|Don't forget your binoculars.|
Imagine heading to your Introduction to Philosophy class on a cold winter morning. You are running late because you slept past your alarm clock. Because you had to work late last night, you only slept for three hours. To say the least, class is the last place you want to be right now. But if you don't go, you might miss out on information that will be on the next test.
Even though you paid a ridiculous amount of money for a campus parking pass, all of the parking spots on campus are filled this morning. You circle the parking lot four times before giving up and finding a street across from the campus to park at. You notice a sign, informing you that you can park your car at the street for two hours before you get ticketed.
By your calculations, you will be able to make it back to your car two minutes before the time limit expires if you run fast enough. Since you are not training for the Olympics, you briefly wonder if you will be able to run fast enough to get back to your car in time. But your professor frowns on tardiness, and you can't waste anymore time negotiating parking. You decide to take the gamble and park several blocks away from the campus.
Just as your hair is starting to freeze into icicles, you enter the liberal arts building. According to the clock on the wall, it is 7:59. Good, you have 1 more minute before you are late. You run up the stairs of the liberal arts building and sprint to the auditorium where your lecture class will be held.
When you open the doors, you step into a mini-colosseum, filled with slumping, apathetic college students. They also would prefer to be somewhere else.
Because you arrived at the last minute, you are only able to find one empty seat. It is in very last row, right in the middle. You push and squeeze past your fellow classmates to get to your seat.
As soon as you boot up your laptop to take notes, you stare forward at a miniature dot who appears to be fidgeting with a projector. That dot is your professor. Sounds that you can barely hear emit from his mouth. Today's lecture has begun.

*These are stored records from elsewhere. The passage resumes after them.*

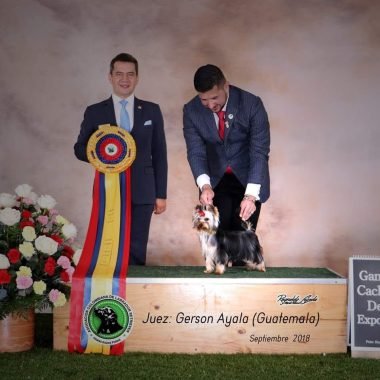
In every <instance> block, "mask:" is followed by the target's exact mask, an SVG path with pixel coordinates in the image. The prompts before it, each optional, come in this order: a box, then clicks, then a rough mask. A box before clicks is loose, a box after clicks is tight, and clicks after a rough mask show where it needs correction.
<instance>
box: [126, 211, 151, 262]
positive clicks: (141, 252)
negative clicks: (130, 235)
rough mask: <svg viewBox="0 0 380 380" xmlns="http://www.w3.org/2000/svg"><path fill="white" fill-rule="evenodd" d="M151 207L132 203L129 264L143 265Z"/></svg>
mask: <svg viewBox="0 0 380 380" xmlns="http://www.w3.org/2000/svg"><path fill="white" fill-rule="evenodd" d="M153 209H154V205H151V204H147V205H136V204H132V215H131V224H132V226H131V245H130V250H129V265H145V261H146V250H147V245H148V238H149V228H150V221H151V219H152V213H153Z"/></svg>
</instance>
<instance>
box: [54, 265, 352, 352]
mask: <svg viewBox="0 0 380 380" xmlns="http://www.w3.org/2000/svg"><path fill="white" fill-rule="evenodd" d="M203 270H204V268H203V267H149V266H148V267H131V268H130V269H129V273H128V278H127V297H126V301H127V303H128V305H129V306H130V308H131V309H132V311H133V327H132V330H131V333H130V335H129V336H128V337H127V339H126V341H125V351H126V352H128V351H129V352H132V351H139V352H160V353H225V354H232V353H267V354H293V353H295V354H312V353H344V352H346V351H347V340H346V332H347V329H346V320H347V318H346V313H347V280H346V279H345V278H342V277H341V276H339V275H338V274H336V273H334V272H332V271H330V270H328V269H326V268H268V269H267V272H265V273H261V272H248V271H246V270H245V269H244V268H239V267H233V268H228V270H227V271H226V273H225V274H224V275H222V276H217V275H207V274H204V273H203ZM68 319H69V308H68V307H63V308H56V309H55V310H54V349H55V350H67V333H68V322H69V321H68Z"/></svg>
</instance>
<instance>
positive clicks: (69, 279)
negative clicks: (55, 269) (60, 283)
mask: <svg viewBox="0 0 380 380" xmlns="http://www.w3.org/2000/svg"><path fill="white" fill-rule="evenodd" d="M60 277H61V280H62V281H63V282H69V281H70V276H69V275H68V273H67V272H66V271H63V272H61V274H60Z"/></svg>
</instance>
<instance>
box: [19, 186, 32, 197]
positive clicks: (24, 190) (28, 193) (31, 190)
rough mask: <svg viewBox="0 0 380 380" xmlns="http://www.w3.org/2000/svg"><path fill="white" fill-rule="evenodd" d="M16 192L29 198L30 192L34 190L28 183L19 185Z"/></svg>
mask: <svg viewBox="0 0 380 380" xmlns="http://www.w3.org/2000/svg"><path fill="white" fill-rule="evenodd" d="M15 192H16V194H17V195H18V196H19V197H23V198H29V197H30V193H31V192H32V186H30V185H27V184H23V185H18V186H17V187H16V189H15Z"/></svg>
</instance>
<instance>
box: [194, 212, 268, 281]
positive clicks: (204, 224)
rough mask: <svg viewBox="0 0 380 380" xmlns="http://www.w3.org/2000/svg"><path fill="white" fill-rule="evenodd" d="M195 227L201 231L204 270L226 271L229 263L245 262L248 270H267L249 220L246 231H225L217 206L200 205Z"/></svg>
mask: <svg viewBox="0 0 380 380" xmlns="http://www.w3.org/2000/svg"><path fill="white" fill-rule="evenodd" d="M193 228H194V229H195V230H196V231H197V232H198V234H199V240H200V243H201V249H202V255H203V257H204V259H205V261H206V270H205V273H213V272H215V273H216V274H223V273H224V271H225V269H226V266H227V265H228V264H229V263H230V262H243V263H245V265H246V268H247V269H248V270H254V269H257V270H259V271H262V272H265V264H264V259H263V250H262V247H261V246H260V243H259V240H258V238H257V235H256V233H255V231H254V230H252V228H251V225H250V223H249V222H248V223H246V230H245V231H222V230H221V229H220V228H219V212H218V209H217V207H215V206H213V205H207V206H201V205H197V206H196V207H195V209H194V212H193Z"/></svg>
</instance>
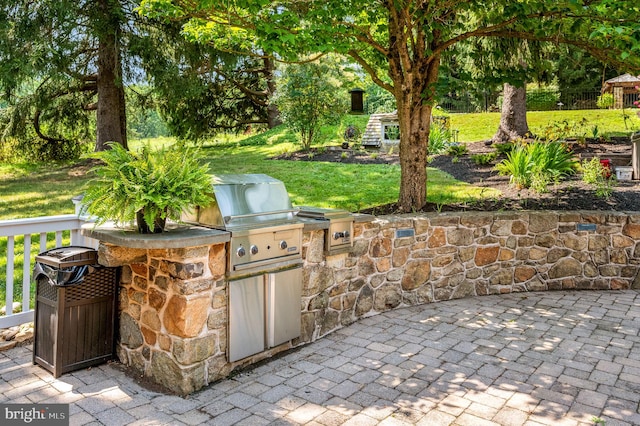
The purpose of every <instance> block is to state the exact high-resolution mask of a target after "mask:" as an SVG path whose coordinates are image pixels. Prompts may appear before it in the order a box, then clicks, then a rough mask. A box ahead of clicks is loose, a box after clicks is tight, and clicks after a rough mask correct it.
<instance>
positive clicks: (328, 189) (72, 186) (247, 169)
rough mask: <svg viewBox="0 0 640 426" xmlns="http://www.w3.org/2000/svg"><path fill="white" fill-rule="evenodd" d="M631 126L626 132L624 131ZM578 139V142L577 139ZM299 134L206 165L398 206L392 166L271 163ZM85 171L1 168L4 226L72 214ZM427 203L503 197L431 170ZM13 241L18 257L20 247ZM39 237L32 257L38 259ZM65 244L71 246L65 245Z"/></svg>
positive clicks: (225, 155) (473, 132) (348, 197)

For the next hour and a half, your professor reads from a PowerPoint presentation that he created when he began teaching this class seven years ago. You soon realize that today's lecture is a summary of the textbook readings you were assigned last week.
The student next to you is finishing her breakfast, a cup of coffee and a blueberry muffin. Your empty stomach starts to rumble. The student infront of you has his head down and is taking a nap. While sleep is tempting, you resolve to be better than that. But after ten minutes of lecture, you need a break from your professor's dull, uninspired voice. So you open your internet browser on your laptop and play solitaire for the rest of the lecture.
The sound of backpacks unzipping and notebooks closing lets you know that class will be over in five minutes. Remembering your car, you pack your bags and poise yourself to push past your classmates and dash to your car.
You feel your lungs burning as you run to the street where you parked your car. You think about what a complete waste of time this entire morning was and how you could have just stayed home and read the textbook to obtain the same information that was covered in today's lecture.
When you get to your car, you realize that you made it back thirty seconds before your time expired. It's your lucky day. You pant loudly in exhaustion as you unlock your car door.
As you drive home, you wonder why you even bother to show up to your philosophy class. The professor wouldn't even notice if you ditched the classes and only showed up for exams. You don't even know or talk to the other students in your class and there's no camaraderie.
At the beginning of the semester, you were very interested in philosophy. Now you only care about the information that will be on your final exam. Suddenly you realize that all of your freshman and sophomore classes are a waste of money. You spend thousands of dollars to sit elbow-to-elbow with hundreds of other students in an impersonal "learning" environment. You can tell from the apathy of your professors that they enjoy teaching as much as you enjoy being lectured at for hours on end.
As you make a left-hand turn into the parking lot of your apartment complex, you come to the realization that college lecture classes are like graveyards where intellectual curiosity goes to die (See Reason 1).